Financing Options

There are several financing options available for purchasing a home, although not near as many as there used to be. Typically there are more options available for buyers who have W2 income jobs (you get a regular paycheck and your employer gives you a W2 form for taxes). But there are options for the self employed buyers as well. In either case, the higher your credit score the broader your options. Typically a mortgage broker will have more options available than a mortgage banker, but the mortgage bankers fees are usually less. If your credit score is under 600 your only option may be a mortgage broker.

ARMs - Adjustable Rate Mortgages are a great way to get in with a lower payment and get started. Depending on the ARM, they typically have a new interest rate each year, usually the first 5 years, which causes the payment to go up at each of these points. The mistake people make with these loans is not understanding the payment increases and worse yet, not planning for them. ARMs have been one of the big "blames" for many people losing their houses.

Fixed Rate Mortgage - A loan in which the interest rate does not change over the course of the loan. This is the most common and "understood" loan on the market. You usually hear it referred to as a 30-year fixed rate loan. This means the payments are based on a repayment schedule of 30 years. 15-year fixed rate loans are probably the next most common. Some places will do a 20-year and now there are places starting to offer 40-year fixed rate loans.

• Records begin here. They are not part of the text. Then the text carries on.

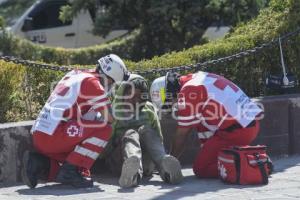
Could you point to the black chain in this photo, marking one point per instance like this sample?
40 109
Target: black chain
162 71
35 64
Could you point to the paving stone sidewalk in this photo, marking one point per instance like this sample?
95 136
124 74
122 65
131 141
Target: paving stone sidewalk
284 184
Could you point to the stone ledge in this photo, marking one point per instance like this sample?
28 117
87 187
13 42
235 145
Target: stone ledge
280 131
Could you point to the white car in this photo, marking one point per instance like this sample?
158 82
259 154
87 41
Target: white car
41 24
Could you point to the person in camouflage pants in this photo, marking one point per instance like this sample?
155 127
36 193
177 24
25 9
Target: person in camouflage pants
136 146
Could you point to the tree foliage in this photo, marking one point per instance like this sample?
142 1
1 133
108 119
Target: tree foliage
164 26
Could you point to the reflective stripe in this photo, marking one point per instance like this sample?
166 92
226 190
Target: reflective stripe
252 162
189 123
98 105
226 160
205 135
85 152
205 103
183 118
96 141
212 128
94 100
222 120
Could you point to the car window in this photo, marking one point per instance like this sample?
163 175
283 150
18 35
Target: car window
46 15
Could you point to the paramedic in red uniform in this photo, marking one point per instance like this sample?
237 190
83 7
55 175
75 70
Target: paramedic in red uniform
66 135
215 107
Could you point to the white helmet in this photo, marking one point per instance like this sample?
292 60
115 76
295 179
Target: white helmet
158 91
112 66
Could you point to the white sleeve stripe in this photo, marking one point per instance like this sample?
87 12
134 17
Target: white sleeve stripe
189 123
96 141
205 135
86 152
98 105
101 97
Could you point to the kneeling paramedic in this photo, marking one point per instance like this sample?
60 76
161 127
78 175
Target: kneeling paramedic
136 146
221 113
66 137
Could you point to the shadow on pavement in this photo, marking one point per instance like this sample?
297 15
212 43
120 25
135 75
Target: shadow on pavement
58 190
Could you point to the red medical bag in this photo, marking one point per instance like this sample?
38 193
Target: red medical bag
244 165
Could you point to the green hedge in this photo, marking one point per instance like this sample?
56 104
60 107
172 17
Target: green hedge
282 16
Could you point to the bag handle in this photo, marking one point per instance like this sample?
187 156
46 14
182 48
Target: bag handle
262 169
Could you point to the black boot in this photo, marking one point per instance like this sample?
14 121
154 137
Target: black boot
69 174
35 167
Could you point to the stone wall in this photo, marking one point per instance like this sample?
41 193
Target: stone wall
280 131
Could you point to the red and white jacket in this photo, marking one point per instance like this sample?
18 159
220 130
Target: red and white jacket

FHA - A loan guaranteed by the Federal Housing Authority. A great loan for first time buyers. This loan does not look at your credit score like other loans, but at your credit worthiness. Things like paying your utilities, phone bill and rent can all be used to show credit worthiness. An FHA loan can be taken to 96.5% of the purchase price, leaving only a 3.5% downpayment requirement.

Down Payment Assistance - There are still some down payment assistance programs around, although in most cases you will be required to pay the assitance money back.  Various Citys and Counties have programs, as well as a more national program called CHFA.  These programs tend to run out of funding, often, so can be hard to come by.  But for first time buyer, with limited funds on hand, they can be a good option to get you out of being locked into the Rental Market.

Conforming - A loan that conforms to federal lending standards. Since it conforms to lending standards the interest rate is typically lower than other loans. The borrower in this case has good credit, good documentation of income and a low debt to income ratio.

Non-Conforming - A loan that does not conform to federal lending standards. Since it does not conform to lending standards, which means it is a riskier loan, they typically have a higher interest rate than other loans. The borrower in this case has something that does not conform to the federal lending standards, such as low credit score, maybe self employed without good tax records, etc.